Cette préférence confirme le fait que les investisseurs de la région privilégient la maturité la plus longue disponible sur les BTA, au détriment des échéances à 13 et 26 semaines. Un choix qui n'est pas neutre et qui suggère une exigence de rémunération plus élevée pour immobiliser des capitaux sur les valeurs équato-guinéennes, dans un contexte où le pays affiche déjà le deuxième taux effectif global (soit le coût réel total d'un crédit, intérêts et frais compris) le plus élevé de la CEMAC, à 17,44 % au premier trimestre 2026, juste derrière le Gabon.

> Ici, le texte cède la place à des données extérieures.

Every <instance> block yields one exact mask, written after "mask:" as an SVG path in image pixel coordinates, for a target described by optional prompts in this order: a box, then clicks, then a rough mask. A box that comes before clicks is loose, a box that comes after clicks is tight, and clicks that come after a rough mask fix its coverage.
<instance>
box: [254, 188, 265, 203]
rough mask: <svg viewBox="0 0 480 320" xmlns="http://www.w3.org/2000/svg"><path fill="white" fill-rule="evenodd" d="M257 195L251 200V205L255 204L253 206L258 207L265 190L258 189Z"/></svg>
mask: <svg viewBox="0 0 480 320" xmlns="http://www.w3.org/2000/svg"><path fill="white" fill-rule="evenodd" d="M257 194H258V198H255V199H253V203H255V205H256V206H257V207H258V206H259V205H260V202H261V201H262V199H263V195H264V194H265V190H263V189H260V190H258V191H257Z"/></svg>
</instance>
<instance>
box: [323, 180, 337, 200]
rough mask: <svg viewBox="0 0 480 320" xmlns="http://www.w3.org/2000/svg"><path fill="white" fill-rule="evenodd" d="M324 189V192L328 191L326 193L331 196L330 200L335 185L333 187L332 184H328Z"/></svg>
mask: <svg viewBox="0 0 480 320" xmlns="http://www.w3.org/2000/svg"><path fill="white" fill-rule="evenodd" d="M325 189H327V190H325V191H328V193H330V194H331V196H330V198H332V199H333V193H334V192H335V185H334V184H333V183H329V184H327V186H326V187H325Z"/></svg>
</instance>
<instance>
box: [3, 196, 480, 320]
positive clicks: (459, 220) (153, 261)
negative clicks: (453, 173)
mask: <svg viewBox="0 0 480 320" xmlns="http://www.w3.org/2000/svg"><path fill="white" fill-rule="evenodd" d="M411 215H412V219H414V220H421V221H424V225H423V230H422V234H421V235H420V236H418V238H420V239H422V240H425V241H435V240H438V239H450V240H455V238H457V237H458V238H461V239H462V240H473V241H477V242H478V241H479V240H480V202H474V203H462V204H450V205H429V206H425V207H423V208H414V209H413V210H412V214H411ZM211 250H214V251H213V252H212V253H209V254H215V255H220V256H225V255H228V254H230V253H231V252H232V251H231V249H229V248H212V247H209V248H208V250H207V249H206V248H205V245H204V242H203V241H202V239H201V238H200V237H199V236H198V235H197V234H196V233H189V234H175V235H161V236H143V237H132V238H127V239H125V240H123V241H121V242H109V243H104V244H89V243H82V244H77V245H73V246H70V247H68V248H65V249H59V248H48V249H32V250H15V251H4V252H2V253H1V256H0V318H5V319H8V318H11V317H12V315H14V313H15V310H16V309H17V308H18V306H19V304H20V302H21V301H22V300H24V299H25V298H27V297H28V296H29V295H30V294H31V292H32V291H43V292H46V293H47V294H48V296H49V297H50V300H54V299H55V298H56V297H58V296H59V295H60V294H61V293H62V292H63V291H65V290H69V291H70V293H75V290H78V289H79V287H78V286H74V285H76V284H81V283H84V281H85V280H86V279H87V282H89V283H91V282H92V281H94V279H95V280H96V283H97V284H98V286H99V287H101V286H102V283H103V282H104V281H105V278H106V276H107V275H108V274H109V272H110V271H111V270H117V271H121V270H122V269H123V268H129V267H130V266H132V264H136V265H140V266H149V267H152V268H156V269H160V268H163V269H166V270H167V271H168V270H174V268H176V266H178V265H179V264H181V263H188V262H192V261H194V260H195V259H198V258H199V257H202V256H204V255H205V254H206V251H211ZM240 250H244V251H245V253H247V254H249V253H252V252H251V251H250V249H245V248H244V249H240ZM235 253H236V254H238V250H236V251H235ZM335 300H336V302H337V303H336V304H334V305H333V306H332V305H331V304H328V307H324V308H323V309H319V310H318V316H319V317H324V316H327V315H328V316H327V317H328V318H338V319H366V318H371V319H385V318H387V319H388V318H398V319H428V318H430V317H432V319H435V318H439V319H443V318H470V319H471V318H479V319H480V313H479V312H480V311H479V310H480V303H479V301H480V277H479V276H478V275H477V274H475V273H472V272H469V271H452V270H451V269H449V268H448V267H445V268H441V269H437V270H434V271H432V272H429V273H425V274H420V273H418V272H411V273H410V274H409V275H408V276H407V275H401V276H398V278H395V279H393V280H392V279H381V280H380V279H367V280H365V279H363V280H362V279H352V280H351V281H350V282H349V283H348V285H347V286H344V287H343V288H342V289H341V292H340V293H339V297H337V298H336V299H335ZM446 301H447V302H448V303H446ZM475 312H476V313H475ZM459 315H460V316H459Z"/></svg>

Cette configuration s'inscrit dans un marché régional du Trésor par ailleurs dynamique, avec un encours global des valeurs du Trésor de la CEMAC en hausse de 13,9 % sur un an, à 9 625 milliards FCFA fin mars 2026. Mais elle interroge également sur la structure de financement propre à Malabo, dont le Trésor semble contraint de concentrer son offre sur un segment unique pour attirer la demande, plutôt que de diversifier ses échéances comme le font ses voisins.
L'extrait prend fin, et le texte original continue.